Берта всплеснула пухлыми руками, отступив назад, с волнением разглядывая изысканный наряд своей сияющей молодой хозяйки, не в состоянии скрыть ласковую улыбку. Волосы Элизабет были собраны в элегантный шиньон на макушке, и мягкие локоны обрамляли лицо, в ушах сверкали серьги ее матери с сапфирами и бриллиантами.
В отличие от других платьев Элизабет, которые почти все были пастельных тонов и с высокой талией, это было голубое, цвета сапфира, намного необычнее и соблазнительнее старых. Полосы голубого шелка стекали с плоского банта на ее левом плече и опускались до пола, оставляя другое плечо обнаженным. Несмотря на то, что платье было всего лишь прямым куском шелка, оно выгодно подчеркивало ее фигуру, обрисовывая грудь, и можно было догадываться, какая тонкая талия скрывалась под ним.
– Я думаю, – наконец, сказала Берта, – удивительно, что миссис Портер заказала для вас такое платье. Оно ни капельки не похоже на другие ваши платья.
Элизабет взглянула на нее с веселой заговорщической улыбкой, натягивая перчатки цвета сапфира, которые закрывали руки выше локтей.

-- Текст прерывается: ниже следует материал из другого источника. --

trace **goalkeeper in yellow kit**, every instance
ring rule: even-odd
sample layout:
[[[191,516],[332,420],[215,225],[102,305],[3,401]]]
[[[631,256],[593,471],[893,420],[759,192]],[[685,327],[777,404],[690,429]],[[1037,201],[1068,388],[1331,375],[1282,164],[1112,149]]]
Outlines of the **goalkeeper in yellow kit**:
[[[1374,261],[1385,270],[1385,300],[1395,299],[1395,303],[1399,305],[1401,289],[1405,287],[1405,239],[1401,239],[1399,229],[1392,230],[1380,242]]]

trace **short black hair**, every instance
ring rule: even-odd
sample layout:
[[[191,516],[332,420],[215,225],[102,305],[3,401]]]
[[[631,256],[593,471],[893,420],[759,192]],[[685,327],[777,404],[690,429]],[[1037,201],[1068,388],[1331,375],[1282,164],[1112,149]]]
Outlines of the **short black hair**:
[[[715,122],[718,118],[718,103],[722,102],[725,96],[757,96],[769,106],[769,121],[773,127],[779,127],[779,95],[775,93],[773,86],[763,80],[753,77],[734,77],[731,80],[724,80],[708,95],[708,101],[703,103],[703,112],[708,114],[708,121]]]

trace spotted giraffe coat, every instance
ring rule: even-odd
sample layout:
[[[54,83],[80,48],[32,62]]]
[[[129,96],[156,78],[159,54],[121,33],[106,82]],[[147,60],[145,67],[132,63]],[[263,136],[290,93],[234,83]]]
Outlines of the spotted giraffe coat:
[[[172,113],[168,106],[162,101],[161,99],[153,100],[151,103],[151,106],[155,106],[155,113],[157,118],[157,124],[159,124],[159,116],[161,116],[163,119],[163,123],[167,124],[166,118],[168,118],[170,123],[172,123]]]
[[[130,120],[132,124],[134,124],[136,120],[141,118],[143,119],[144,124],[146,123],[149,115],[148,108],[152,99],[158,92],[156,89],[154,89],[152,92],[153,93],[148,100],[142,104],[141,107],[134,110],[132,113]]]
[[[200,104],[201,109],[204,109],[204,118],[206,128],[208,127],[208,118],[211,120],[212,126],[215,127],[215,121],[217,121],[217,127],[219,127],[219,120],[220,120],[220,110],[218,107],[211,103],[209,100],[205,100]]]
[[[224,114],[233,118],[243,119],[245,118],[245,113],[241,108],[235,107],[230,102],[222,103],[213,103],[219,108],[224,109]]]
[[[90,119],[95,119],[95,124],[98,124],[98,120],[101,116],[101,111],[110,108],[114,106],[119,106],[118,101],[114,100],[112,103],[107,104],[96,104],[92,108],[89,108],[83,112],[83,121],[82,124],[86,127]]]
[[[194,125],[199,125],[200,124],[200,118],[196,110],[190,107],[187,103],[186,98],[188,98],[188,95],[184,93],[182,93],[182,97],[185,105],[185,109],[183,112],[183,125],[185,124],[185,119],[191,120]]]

– Это единственное, которое не выбрала миссис Портер, – призналась она, – и Люсинда тоже его не видела.
– Не сомневаюсь.
Элизабет снова повернулась к зеркалу и нахмурилась, изучая свое отражение.
– Другим девушкам едва ли есть семнадцать, а мне будет восемнадцать через несколько месяцев. Кроме того, – объяснила она, взяв браслет с сапфирами и бриллиантами, принадлежавший ее матери, и застегивая его поверх перчатки на левом запястье, – как я пыталась объяснить миссис Портер, платить столько за платья, которые нельзя носить на следующий год, – зря тратить деньги. Это платье я смогу носить, даже когда мне будет двадцать.
Берта сделала большие глаза и покачала головой, от чего затряслись ленты на ее чепце.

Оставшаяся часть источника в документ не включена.